- Born: 1957 (age 68–69) Winnipeg, Manitoba, Canada
- Occupations: Film director, screenwriter, actor
- Notable work: Crime Wave

= John Paizs =

Canadian director, writer and actor (born 1957)

John Paizs (born 1957 in Winnipeg, Manitoba) is a Canadian film director, writer and actor. He is most noted for his debut feature film, Crime Wave, which was presented at the 1985 Toronto International Film Festival. He was the male lead and also wrote and directed the film.

A key figure in the Winnipeg Film Group, he directed a number of short films prior to Crime Wave. He first became known for The Obsession of Billy Botski, a short film about a man obsessed with Connie Francis; while the Three Worlds of Nick trilogy (Springtime in Greenland, Oak, Ivy, and Other Dead Elms and The International Style) was originally intended as a single film but produced and released as three short films due to Paizs's limited budget.

The Nick trilogy starred Paizs himself as the titular character, a "quiet man" who never speaks a word in any of the three films. The "quiet man" character was also seen in The Obsession of Billy Botski and Crime Wave, although he had a different name in those films. Paizs first developed the "quiet man" character concept because budgetary limitations largely forced him to appear in his own films instead of hiring a lead actor, but he disliked the sound of his own voice and did not feel that he had any acting talent.

Following Crime Wave, Paizs worked primarily as a television director on various series until returning to film in 1999 with Top of the Food Chain, a sendup of science fiction B-movies in which an incompetent scientist tries to thwart an alien invasion.

In recent years he has been an instructor and mentor at the Canadian Film Centre. In 2024, he appeared in the anthology film series Castration Movie.

==Legacy==
Paizs was a key influence on Guy Maddin, who cited The Obsession of Billy Botski as inspiring him to make his own short film debut with The Dead Father in 1985.

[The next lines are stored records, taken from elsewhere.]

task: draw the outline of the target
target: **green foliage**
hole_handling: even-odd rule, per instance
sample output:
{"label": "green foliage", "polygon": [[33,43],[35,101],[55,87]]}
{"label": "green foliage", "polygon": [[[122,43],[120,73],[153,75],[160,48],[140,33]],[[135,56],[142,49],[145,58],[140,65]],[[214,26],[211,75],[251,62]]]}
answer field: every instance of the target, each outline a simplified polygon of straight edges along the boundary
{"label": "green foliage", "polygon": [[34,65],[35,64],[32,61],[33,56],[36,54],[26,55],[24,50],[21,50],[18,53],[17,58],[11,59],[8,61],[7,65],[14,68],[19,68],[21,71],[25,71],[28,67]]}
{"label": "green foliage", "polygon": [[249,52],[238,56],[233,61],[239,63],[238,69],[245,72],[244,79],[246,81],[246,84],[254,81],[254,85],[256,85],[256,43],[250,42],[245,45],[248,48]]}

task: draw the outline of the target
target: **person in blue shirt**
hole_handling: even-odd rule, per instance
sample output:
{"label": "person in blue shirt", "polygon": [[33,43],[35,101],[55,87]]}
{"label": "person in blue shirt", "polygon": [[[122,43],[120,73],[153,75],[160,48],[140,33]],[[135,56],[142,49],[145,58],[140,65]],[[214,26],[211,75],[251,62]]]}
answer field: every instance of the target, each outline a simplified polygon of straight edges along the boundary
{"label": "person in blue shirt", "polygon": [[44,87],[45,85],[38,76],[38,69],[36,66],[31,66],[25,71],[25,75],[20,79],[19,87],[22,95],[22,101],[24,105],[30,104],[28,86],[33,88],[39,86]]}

In 2008, Toronto's Royal Cinema mounted a retrospective of Paizs' films, including Springtime in Greenland, Crime Wave and Top of the Food Chain. Norman Wilner of Now wrote that "Imagine the playful whimsy of Guy Maddin without the fetish for old silent films and you're on your way to understanding Paizs's sensibility. His features offer straight-faced deconstructions of film noir and 1950s sci-fi tropes, with characters operating on just the wrong side of self-awareness as they navigate increasingly bizarre situations. Oh, and they're funny."

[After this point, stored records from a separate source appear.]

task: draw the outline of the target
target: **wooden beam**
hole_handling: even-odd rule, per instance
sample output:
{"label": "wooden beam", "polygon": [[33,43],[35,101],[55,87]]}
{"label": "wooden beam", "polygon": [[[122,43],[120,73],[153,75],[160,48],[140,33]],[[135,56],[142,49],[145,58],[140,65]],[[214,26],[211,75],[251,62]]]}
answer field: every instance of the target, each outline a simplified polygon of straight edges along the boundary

In 2017, Springtime in Greenland was selected for inclusion in Canada On Screen, the Toronto International Film Festival's retrospective of Canadian cinema which was staged as part of Canada 150.

== Filmography ==
- The Nine-to-Five Crack (1974)
- Ho Down (1976)
- The Dreamer (1978)
- Highway 61 Revisited (1978)
- The Obsession of Billy Botski (1980)
- Springtime in Greenland (1981)
- Oak, Ivy, and Other Dead Elms (1982)
- The International Style (1983)
- Crime Wave (1985)
- The Kids in the Hall (1988, TV series)
- Maniac Mansion (1990, TV series)
- The Adventures of Shirley Holmes (1996, TV series)
- Once A Thief (1997, TV series)
- Top of the Food Chain (1999)
- Marker (2005)
- Castration Movie (2024–2025, acting role)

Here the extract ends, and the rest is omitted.